7

I have multiple files which I process using Numpy and SciPy, but I am required to deliver an Excel file. How can I efficiently copy/paste a huge numpy array to Excel?

I have tried to convert to Pandas' DataFrame object, which has the very usefull function to_clipboard(excel=True), but I spend most of my time converting the array into a DataFrame.

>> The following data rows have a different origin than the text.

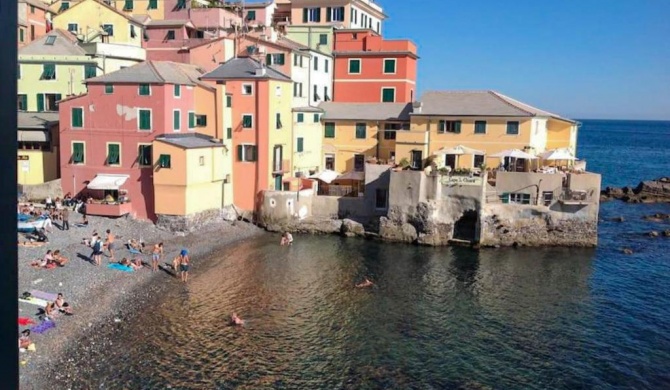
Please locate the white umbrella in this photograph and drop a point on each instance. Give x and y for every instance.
(326, 176)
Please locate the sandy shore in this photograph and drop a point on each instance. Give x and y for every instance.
(100, 295)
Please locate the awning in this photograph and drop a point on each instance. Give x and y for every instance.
(107, 182)
(33, 136)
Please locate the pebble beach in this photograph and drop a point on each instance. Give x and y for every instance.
(99, 295)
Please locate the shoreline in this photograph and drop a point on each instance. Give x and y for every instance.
(99, 295)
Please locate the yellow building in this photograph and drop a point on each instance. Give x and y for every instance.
(189, 176)
(356, 132)
(308, 140)
(483, 120)
(38, 159)
(95, 21)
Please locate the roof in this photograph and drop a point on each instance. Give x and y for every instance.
(154, 72)
(366, 111)
(243, 68)
(36, 120)
(477, 103)
(190, 141)
(65, 44)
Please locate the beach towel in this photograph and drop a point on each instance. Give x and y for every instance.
(43, 295)
(34, 301)
(24, 321)
(120, 267)
(43, 327)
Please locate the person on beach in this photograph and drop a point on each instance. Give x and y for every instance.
(156, 255)
(365, 283)
(109, 244)
(184, 264)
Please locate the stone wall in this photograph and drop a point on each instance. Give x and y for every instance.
(39, 192)
(192, 222)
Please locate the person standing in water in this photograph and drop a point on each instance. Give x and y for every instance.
(184, 265)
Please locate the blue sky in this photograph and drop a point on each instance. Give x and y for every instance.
(580, 58)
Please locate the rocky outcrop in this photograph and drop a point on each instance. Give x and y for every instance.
(651, 191)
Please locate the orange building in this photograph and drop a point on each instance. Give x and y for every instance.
(371, 69)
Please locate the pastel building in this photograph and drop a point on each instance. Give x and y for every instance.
(370, 69)
(107, 134)
(356, 132)
(34, 17)
(50, 69)
(261, 127)
(483, 120)
(37, 147)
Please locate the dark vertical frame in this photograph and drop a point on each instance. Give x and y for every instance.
(9, 370)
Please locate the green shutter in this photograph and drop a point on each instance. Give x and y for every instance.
(176, 120)
(113, 154)
(330, 130)
(77, 117)
(40, 102)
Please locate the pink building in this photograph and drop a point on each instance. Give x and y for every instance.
(107, 133)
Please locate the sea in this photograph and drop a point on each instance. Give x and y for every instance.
(436, 318)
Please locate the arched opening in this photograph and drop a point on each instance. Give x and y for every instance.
(466, 226)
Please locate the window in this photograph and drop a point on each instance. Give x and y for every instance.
(246, 153)
(144, 90)
(144, 155)
(77, 117)
(330, 130)
(449, 127)
(354, 66)
(247, 121)
(78, 153)
(113, 154)
(164, 161)
(388, 95)
(359, 162)
(335, 14)
(109, 29)
(361, 130)
(48, 71)
(144, 119)
(381, 198)
(311, 15)
(278, 124)
(90, 71)
(22, 102)
(48, 101)
(480, 127)
(389, 66)
(513, 128)
(176, 120)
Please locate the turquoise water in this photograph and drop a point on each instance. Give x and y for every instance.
(437, 318)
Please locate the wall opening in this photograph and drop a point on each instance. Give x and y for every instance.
(466, 226)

I cannot simply write the array to a CSV file then open it in excel, because I have to add the array to an existing file; something very hard to achieve with xlrd/xlwt and other Excel tools.

2
  • What issues are you running into converting the array to a pandas.DataFrame? It should be as simple as df = pandas.DataFrame(yourarray). Commented Mar 18, 2014 at 19:38
  • There is no issue, it just takes a long time to perform both df = pandas.DataFrame(data=data), and df.to_clipboard(excel=True). Also, I don't really need the column names and row indexes. Commented Mar 18, 2014 at 20:45

6 Answers 6

14

My best solution here would be to turn the array into a string, then use win32clipboard to sent it to the clipboard. This is not a cross-platform solution, but then again, Excel is not avalable on every platform anyway.

Excel uses tabs (\t) to mark column change, and \r\n to indicate a line change.

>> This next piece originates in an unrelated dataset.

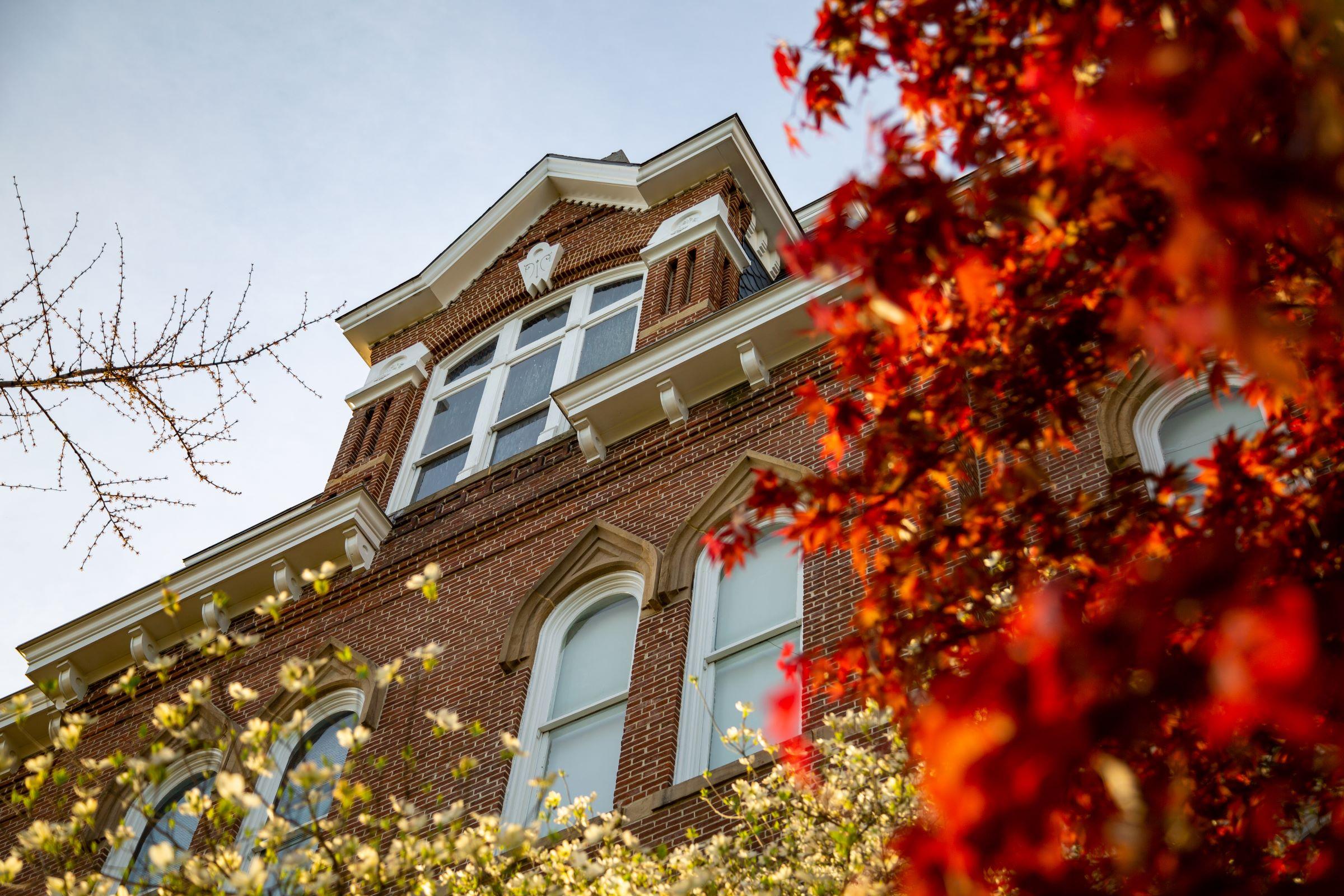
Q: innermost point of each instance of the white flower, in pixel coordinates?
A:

The relevant code would be:

import win32clipboard as clipboard

def toClipboardForExcel(array):
    """
    Copies an array into a string format acceptable by Excel.
    Columns separated by \t, rows separated by \n
    """
    # Create string from array
    line_strings = []
    for line in array:
        line_strings.append("\t".join(line.astype(str)).replace("\n",""))
    array_string = "\r\n".join(line_strings)

    # Put string into clipboard (open, clear, set, close)
    clipboard.OpenClipboard()
    clipboard.EmptyClipboard()
    clipboard.SetClipboardText(array_string)
    clipboard.CloseClipboard()

I have tested this code with random arrays of shape (1000,10000) and the biggest bottleneck seems to be passing the data to the function. (When I add a print statement at the beginning of the function, I still have to wait a bit before it prints anything.)

EDIT: The previous paragraph related my experience in Python Tools for Visual Studio. In this environment, it seens like the print statement is delayed. In direct command line interface, the bottleneck is in the loop, like expected.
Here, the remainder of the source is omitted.